Juneau police are working to identify a man's body found in woods near the capital's downtown area last week.
A hiker reported the discovery to police around 2:15 p.m. Saturday, according to a Tuesday statement. Officers then followed the hiker to the remains, near a mudslide chute above Gastineau Avenue roughly 500 feet from the road.
Police said the body showed "signs commonly associated with being unattended in the woods."
"It is estimated that the deceased male was an Alaska Native in his 20s or 30s," police wrote. "The male did not have any identification, but he did have distinctive tattoos on his chest and arms."
Juneau police Lt. David Campbell said Wednesday that the hiker who discovered the body had planned to explore ruins of the old AJ gold mine above town before encountering the remains.
The body had been in the area for "a while," Campbell said, and investigators didn't find any obvious signs of foul play at the scene. Police believe the man may have been staying at an old campsite also discovered in the area.

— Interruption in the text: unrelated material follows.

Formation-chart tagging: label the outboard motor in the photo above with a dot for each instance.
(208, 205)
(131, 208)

"There was a camp further up the chute, and we're thinking maybe that's where he was camping and maybe he slipped or fell down the chute," Campbell said. "It was obvious from him and from the campsite that (the camp) hadn't been used for a while."
Police were awaiting a positive identification Wednesday to begin locating and contacting family.
"We have an idea of who it most likely is, based on the tattoos," Campbell said. "We have some tattoo matches, based on some photos we had received."
The body was sent to the State Medical Examiner Office in Anchorage to confirm the identity and cause of death.